The Baton Rouge Advocate put a photo of Letlow with Trump on its front page last week, under a headline about her endorsement from Kennedy’s Make America Healthy Again movement—a Trump-backed effort that encourages healthy eating and exercise but that also believes there is a chronic disease “epidemic” and promotes conspiracy theories about vaccines, wi-fi, and autism.
No guilt, no shame, no regrets
MAHA AND MIASMAS ARE NO SUBSTITUTE for modern science. They’re just a distraction from the wrecking crew Trump and Senate Republicans have installed to oversee the nation’s public health system. It’s a way for Letlow and others to seem concerned about health, when in fact the news each day suggests things are going to hell.

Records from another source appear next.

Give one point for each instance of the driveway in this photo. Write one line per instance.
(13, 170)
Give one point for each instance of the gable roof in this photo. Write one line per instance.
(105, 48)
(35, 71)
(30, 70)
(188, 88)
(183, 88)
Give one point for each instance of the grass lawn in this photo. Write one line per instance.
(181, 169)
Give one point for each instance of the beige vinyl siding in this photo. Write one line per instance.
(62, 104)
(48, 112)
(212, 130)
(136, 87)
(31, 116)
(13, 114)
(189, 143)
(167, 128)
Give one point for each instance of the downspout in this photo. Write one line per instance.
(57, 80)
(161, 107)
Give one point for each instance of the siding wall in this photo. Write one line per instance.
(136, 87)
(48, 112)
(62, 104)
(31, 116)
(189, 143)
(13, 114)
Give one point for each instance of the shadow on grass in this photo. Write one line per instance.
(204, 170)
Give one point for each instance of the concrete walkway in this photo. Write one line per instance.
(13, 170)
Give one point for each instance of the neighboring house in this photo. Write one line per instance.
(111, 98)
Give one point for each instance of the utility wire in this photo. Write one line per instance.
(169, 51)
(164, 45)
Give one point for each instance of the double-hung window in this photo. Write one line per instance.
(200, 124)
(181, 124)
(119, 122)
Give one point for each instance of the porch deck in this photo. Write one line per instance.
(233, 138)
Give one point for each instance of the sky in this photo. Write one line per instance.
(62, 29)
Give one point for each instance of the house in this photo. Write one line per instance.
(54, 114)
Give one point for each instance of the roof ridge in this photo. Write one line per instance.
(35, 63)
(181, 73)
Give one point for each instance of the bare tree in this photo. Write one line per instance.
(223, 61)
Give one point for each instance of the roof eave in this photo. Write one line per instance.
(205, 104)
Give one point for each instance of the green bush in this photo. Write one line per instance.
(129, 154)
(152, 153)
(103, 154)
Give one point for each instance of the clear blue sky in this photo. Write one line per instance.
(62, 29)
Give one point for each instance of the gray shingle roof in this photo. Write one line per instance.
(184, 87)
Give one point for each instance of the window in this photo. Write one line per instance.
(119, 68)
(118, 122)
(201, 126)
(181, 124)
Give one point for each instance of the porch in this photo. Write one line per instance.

Cassidy and McConnell could do a literal world of good if they spent the rest of 2026 speaking out against Kennedy and joining his Democratic critics in calling for him to be removed from his job. They could help gin up so much negative attention that Kennedy becomes an unsustainable drag on Trump and is fired or relocated.
But there’s no indication this is a priority for the two senators. Rep. Haley Stevens (D-Mich.) introduced a well-grounded 28-charge impeachment resolution against Kennedy in December, but so far it has attracted only one cosponsor. McConnell remains engaged on other matters he cares about—he published a Politico op-ed Thursday about various geopolitical challenges—so his failure to speak out strongly against Kennedy is striking.
And Cassidy, for his part, is still trying to prove he’s got what it takes to be a MAGA success, including a working relationship with Trump. “President Trump SIGNED my bill that ensures drug discounts work to DECREASE Americans’ health care costs, NOT increase profit for shareholders. Big win for patients!!” he tweeted last Wednesday. Maybe. Whatever. Fine. But does that really compensate for the lies Kennedy told him to get confirmed, and the damage the secretary is doing to scientific research, public health institutions, and the nation’s well-being?
Dignity and professionalism are hard to find these days. Redemption is even less fashionable. You have to be capable of guilt or shame to even think about that sort of thing, and the Republican message from top to bottom, from the president down to the MAGA rank-and-file—whether it’s the Epstein files or killing two people in Minneapolis or watching measles make a comeback—amounts to no apologies, no regrets, just power on through to the next great abomination/victory.
Only wimps worry about how history will judge them. The only time that matters is now, and the only judge that matters is Donald Trump. Even for McConnell and Cassidy. Even if their legacies, and the first sentences of their eventual obituaries, may hang in the balance.